6. Il mondo dei morti nel Pieno Neolitico: la necropoli de La Vela di Trento

 L’ampio conoide formato ai piedi del monte Bondone dagli apporti del torrente Vela, in prossimità del suo sbocco nel fiume Adige, ha restituito significative testimonianze di diverse fasi di occupazione risalenti ad un arco di tempo esteso fra il Mesolitico (seconda metà dell’VIII millennio a.C.) e l’età del Rame - Antica età del Bronzo (seconda metà del III millennio a.C.). Accanto all’abitato della Cultura dei Vasi a Bocca Quadrata le ricerche condotte dal Museo Tridentino di Scienze Naturali e dalla Soprintendenza per i Beni Archeologici hanno portato alla luce una quindicina di sepolture che permettono di gettare luce sul rito funebre, su aspetti delle relazioni a largo raggio e sull’articolazione sociale delle comunità di agricoltori e allevatori insediate nel bacino atesino nella seconda metà del V millennio a.C.

I defunti venivano deposti in tombe costituite da ciste litiche («cassette» formate da lastre di roccia calcarea), documentate anche in altre località del Trentino, o in fosse racchiuse da recinti di pietre. Gli inumati erano adagiati sul fianco sinistro in posizione rannicchiata o rattratta, con un orientamento costante e con il capo in qualche caso coperto da una sostanza rossa, cinabro od ocra, che doveva rivestire un significato simbolico (s 4). Sono rappresentate sepolture di infante, bambini, maschi e femmine adulte. I corredi di queste ultime e dei bambini sono in genere ricchi e possono comprendere, oltre ai caratteristici contenitori in ceramica con la bocca quadrata, ornamenti – bracciali, collane e cinture – realizzati con perle e cilindri di conchiglie di Spondylus, provenienti dalle zone costiere del Mediterraneo. All’universo maschile si riferisce la dotazione di manufatti propri del cacciatoreguerriero: punte di freccia e lame in selce, asce e scalpelli in pietra levigata (strumenti di lavoro ma utilizzabili anche come armi), beni di prestigio carichi di valenze simboliche in relazione alla posizione sociale.
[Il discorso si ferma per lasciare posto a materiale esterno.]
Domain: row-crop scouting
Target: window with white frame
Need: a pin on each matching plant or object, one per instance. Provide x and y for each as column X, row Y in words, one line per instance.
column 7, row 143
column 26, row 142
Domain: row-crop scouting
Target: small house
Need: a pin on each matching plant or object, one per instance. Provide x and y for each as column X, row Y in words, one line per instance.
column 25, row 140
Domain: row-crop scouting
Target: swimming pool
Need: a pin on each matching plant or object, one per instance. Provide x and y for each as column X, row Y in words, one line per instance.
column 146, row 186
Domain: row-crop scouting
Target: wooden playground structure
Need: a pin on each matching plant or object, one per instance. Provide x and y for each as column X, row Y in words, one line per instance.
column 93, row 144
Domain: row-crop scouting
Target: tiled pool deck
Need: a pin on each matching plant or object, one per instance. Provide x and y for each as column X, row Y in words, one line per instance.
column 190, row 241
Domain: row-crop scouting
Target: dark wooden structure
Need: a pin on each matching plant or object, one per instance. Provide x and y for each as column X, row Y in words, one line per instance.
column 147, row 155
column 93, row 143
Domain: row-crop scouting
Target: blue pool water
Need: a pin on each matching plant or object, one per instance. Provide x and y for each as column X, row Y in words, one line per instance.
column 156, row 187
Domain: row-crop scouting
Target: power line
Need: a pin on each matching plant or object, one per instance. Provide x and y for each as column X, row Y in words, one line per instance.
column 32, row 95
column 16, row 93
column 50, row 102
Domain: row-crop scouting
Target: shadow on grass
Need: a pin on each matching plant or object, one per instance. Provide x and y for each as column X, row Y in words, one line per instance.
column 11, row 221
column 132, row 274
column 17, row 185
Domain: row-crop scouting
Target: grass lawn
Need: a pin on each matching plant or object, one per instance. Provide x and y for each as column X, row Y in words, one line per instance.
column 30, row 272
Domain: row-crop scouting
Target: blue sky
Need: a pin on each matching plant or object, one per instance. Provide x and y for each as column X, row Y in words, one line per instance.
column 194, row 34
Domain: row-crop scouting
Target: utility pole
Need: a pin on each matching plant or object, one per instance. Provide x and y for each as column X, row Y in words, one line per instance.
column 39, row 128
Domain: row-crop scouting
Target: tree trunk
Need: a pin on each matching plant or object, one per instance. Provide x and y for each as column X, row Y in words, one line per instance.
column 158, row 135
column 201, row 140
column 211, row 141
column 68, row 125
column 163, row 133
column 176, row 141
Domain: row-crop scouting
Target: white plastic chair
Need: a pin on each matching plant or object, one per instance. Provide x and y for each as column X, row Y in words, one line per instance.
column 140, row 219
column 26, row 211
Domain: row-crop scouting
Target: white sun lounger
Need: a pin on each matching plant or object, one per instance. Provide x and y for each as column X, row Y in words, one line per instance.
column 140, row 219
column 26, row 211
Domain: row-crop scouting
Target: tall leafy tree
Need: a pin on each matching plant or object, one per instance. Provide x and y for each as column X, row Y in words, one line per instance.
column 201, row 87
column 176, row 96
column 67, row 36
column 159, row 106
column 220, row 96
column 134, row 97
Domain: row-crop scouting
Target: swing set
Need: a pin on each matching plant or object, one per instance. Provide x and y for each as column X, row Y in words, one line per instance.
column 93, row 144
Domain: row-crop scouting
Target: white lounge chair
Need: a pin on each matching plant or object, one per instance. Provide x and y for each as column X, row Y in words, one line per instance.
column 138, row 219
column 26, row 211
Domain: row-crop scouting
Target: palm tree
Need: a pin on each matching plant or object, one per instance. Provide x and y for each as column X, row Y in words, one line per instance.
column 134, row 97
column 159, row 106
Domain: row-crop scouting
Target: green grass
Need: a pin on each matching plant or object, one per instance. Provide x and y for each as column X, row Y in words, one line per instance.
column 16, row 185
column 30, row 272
Contatti culturali a largo raggio sono indicati da manufatti e materie esotiche, come uno scalpello in scisto actinolitico di derivazione nord-alpina, un’ascia in giadeite delle Alpi occidentali, una pintadera (timbro per stampi) e un contenitore in ceramica che trova confronti nella Pianura padana e in area peninsulare. Lo studio attento della composizione dei corredi ha permesso di riconoscere un’articolazione sociale complessa, con le prime forme di differenziazione basate sull’ereditarietà del potere esercitato da uno o due gruppi familiari. F.M.


 

Bibliografia

A. Pedrotti, Il Neolitico, in M. Lanzinger - F. Marzatico - A. Pedrotti (edd), La preistoria e la protostoria (Storia del Trentino, I), Bologna 2001, pp. 119-181; A. Pedrotti, Il Neolitico in Italia settentrionale, in G. Forni - A. Marcone (edd), Storia dell’Agricoltura italiana, I/1: L’età antica. Preistoria, Firenze 2002, pp. 193-204; A. Pedrotti, Il Neolitico in Trentino Alto Adige, in Atti della XXXIII Riunione scientifica dell’Istituto Italiano di Preistoria e Protostoria, Firenze 2002, pp. 33-44; E. Mottes, I riti funerari della Cultura dei vasi a bocca quadrata, in E. Mottes (ed), Spirali del tempo, meandri del passato. Gli scavi archeologici a La Vela di Trento dal 1960 al 2007, Trento 2007.